Committed to connecting the world

wsis

Question 15

Parametric and E-model-based planning, prediction and monitoring of conversational speech quality

(Continuation of Question 8/12 - E-Model extension in wideband transmission and future telecommunication and application scenarios - and Question 15/12 - Objective assessment of speech and sound transmission performance quality in networks)

Motivation
The telecommunications industry is working to adopt more flexible infrastructure to control costs and facilitate the introduction of new services. Examples are 5G or generally next generation IP-networks which provide flexible transmission bandwidths and user interface connections, however at the expense or quality which varies with the transmission scenario and with time.
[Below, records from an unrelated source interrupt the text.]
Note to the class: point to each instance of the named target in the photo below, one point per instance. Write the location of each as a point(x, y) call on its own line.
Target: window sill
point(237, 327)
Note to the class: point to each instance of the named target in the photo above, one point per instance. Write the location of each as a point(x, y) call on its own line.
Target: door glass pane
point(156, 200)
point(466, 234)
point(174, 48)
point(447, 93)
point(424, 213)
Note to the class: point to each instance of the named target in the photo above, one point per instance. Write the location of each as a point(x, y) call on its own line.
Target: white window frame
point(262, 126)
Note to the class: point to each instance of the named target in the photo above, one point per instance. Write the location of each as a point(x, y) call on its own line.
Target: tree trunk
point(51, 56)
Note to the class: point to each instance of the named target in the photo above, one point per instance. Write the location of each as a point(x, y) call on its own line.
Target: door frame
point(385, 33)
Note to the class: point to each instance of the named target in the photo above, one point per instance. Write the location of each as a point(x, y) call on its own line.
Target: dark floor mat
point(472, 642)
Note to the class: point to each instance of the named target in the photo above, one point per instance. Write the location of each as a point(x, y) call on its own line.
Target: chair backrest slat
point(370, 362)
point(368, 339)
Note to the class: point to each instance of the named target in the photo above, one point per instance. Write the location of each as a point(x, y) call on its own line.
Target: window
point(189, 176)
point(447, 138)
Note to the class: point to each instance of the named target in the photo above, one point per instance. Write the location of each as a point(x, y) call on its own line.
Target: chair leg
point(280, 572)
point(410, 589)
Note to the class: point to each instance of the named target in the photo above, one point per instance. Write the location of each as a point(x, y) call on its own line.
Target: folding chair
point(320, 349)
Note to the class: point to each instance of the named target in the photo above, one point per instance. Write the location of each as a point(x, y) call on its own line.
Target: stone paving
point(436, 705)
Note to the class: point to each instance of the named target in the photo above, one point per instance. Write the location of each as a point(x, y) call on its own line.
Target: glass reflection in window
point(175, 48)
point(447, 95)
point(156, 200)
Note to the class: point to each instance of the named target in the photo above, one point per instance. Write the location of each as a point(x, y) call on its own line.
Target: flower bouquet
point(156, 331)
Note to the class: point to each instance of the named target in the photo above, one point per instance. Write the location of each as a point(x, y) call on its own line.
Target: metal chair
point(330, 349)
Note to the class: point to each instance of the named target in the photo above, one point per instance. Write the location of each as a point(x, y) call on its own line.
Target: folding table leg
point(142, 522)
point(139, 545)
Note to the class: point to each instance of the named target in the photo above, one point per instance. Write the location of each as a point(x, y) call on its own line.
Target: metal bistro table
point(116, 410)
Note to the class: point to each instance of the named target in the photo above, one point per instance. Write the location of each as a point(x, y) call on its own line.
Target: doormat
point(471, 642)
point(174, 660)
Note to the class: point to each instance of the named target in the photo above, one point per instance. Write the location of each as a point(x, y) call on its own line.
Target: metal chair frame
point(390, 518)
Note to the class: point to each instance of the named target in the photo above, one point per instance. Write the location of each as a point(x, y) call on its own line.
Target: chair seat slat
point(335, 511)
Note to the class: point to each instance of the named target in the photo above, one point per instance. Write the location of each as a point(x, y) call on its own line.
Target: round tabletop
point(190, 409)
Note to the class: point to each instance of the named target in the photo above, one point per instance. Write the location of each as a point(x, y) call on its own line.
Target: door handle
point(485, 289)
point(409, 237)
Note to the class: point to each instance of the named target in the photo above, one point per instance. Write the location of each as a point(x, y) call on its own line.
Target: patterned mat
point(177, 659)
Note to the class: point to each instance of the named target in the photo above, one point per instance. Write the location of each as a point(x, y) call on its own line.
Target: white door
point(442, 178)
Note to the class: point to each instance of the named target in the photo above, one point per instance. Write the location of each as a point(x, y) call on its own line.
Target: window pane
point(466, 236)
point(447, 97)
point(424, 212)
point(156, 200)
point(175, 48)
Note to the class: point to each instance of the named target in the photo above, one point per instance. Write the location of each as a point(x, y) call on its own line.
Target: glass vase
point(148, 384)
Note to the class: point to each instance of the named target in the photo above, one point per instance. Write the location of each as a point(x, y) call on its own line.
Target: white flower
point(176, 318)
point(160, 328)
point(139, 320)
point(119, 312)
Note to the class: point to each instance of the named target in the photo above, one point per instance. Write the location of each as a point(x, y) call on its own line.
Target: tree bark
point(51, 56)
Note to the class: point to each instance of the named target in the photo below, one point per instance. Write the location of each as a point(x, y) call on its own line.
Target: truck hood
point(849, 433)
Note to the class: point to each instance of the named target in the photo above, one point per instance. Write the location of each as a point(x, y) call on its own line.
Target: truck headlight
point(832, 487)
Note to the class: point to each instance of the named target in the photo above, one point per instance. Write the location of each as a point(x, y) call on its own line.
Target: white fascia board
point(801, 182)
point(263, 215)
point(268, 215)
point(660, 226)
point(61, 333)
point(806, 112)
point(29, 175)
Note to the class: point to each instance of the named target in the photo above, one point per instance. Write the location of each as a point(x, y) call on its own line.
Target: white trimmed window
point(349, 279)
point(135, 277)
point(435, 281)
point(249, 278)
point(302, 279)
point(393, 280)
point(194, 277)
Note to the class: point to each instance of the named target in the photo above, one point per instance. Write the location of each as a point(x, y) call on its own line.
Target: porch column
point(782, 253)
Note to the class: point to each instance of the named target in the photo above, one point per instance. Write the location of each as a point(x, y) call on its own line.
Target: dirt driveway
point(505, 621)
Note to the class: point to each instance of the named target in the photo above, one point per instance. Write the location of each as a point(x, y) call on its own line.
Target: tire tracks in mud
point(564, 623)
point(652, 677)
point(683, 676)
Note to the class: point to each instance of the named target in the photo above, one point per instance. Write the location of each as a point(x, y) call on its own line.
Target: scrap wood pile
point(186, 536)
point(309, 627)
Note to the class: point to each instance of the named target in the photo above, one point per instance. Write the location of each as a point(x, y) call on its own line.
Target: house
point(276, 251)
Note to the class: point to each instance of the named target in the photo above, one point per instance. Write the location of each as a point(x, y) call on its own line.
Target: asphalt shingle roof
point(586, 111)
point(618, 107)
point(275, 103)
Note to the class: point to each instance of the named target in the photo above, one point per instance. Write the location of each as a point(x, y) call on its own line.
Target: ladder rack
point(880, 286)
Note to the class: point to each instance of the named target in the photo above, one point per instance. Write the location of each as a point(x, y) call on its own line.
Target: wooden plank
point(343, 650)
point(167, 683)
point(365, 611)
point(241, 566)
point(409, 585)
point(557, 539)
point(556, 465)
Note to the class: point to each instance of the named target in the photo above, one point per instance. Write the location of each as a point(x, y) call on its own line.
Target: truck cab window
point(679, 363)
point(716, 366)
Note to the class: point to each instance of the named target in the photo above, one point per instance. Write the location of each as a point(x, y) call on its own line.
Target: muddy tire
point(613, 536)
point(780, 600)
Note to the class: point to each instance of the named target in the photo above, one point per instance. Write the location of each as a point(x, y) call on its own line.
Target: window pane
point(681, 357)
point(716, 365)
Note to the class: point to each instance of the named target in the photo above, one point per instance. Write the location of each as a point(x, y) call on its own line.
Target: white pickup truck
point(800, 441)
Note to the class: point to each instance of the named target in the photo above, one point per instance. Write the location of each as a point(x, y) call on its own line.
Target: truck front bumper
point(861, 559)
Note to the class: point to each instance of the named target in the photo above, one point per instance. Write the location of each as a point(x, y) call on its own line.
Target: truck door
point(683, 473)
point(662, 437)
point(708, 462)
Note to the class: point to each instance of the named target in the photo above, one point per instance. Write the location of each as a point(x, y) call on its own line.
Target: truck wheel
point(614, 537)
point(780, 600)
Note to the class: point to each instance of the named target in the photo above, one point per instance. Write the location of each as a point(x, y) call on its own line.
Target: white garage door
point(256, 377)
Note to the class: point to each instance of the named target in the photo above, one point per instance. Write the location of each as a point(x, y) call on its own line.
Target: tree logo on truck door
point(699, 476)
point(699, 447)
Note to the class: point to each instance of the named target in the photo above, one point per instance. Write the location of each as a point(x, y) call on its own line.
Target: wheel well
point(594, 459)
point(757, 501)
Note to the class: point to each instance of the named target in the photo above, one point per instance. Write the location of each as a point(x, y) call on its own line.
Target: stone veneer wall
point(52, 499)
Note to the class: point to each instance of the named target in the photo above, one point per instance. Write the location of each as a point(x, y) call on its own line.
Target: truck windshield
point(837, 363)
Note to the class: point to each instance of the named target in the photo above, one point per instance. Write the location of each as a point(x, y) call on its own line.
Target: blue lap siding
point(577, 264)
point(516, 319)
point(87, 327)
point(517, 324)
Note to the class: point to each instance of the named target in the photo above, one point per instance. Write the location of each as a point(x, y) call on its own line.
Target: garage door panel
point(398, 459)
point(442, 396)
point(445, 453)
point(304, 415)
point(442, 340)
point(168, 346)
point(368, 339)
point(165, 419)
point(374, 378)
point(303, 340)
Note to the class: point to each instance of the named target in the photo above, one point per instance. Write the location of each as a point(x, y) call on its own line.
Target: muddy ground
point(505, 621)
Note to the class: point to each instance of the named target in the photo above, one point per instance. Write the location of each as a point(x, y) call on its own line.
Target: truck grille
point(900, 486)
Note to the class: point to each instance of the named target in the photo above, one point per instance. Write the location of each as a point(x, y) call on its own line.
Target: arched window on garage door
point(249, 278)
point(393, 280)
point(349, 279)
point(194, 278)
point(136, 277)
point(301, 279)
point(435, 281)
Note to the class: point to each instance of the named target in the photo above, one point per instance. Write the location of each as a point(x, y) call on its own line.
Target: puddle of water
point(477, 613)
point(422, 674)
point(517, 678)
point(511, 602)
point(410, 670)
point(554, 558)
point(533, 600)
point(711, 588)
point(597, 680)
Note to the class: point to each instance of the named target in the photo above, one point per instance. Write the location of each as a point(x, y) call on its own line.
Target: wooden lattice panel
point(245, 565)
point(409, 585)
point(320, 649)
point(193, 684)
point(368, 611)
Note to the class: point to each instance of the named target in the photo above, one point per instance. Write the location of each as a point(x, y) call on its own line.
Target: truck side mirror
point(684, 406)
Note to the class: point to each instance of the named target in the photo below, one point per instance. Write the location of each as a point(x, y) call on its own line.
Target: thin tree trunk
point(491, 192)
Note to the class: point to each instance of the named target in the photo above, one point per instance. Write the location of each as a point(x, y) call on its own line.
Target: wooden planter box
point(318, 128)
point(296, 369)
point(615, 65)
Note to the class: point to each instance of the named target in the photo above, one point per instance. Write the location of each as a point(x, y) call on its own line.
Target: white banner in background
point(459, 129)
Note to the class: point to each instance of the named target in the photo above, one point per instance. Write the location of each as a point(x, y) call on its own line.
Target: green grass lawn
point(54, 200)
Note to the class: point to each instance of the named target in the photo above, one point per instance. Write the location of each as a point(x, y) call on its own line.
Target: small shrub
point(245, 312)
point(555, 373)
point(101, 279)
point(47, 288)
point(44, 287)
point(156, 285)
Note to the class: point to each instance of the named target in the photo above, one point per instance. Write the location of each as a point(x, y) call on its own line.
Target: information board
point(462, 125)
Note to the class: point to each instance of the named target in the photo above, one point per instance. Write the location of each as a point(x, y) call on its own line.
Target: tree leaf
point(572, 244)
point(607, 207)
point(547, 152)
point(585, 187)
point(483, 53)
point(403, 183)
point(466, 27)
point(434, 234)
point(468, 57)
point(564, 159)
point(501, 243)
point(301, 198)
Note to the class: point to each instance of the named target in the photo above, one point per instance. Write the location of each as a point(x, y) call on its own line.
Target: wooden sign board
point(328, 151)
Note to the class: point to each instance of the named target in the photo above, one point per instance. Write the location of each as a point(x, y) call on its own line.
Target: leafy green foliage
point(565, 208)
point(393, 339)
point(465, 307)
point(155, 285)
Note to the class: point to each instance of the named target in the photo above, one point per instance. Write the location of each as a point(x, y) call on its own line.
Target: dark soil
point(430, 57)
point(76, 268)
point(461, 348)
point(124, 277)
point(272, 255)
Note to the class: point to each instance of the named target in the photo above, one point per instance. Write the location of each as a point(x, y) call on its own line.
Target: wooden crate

A proper transmission planning, as well as flexible prediction and monitoring of Quality of Experience (QoE) are useful in managing the efficient operation and the effective services of such networks.

Regarding transmission planning of such scenarios, Study Group 12 has established the E-model, a computational model for use in transmission planning, see Recommendation G.107. This model is now frequently applied to plan traditional, narrow-band and handset-terminated networks, and to an increasing extent also for wideband and packet-based networks, using the extension of the E-model described in Recommendation G.107.1. While being popular, the E-model still shows a considerable number of limitations, namely when applying it in super-wideband and fullband networks, which non-handset terminal equipment, and with speech processing devices (such as echo cancellers, noise reduction, or alike) integrated in the network or in the terminal.

Regarding the quality prediction and monitoring of such scenarios, the industry is already benefiting from ITU-T Recommendations for objective speech quality assessment. However, most of the techniques described in these recommendations are signal based and address listening only contexts. Typical communications involve interactive, two-way, conversations. IP and mobile networks can be particularly deleterious to interactive applications, including voice conversation; for example due to increased delay, which in turn will increase the probability of double-talk and increase the perceptibility of echo. Thus, there is a need for a real-time, or near real-time, conversational speech quality assessment and monitoring.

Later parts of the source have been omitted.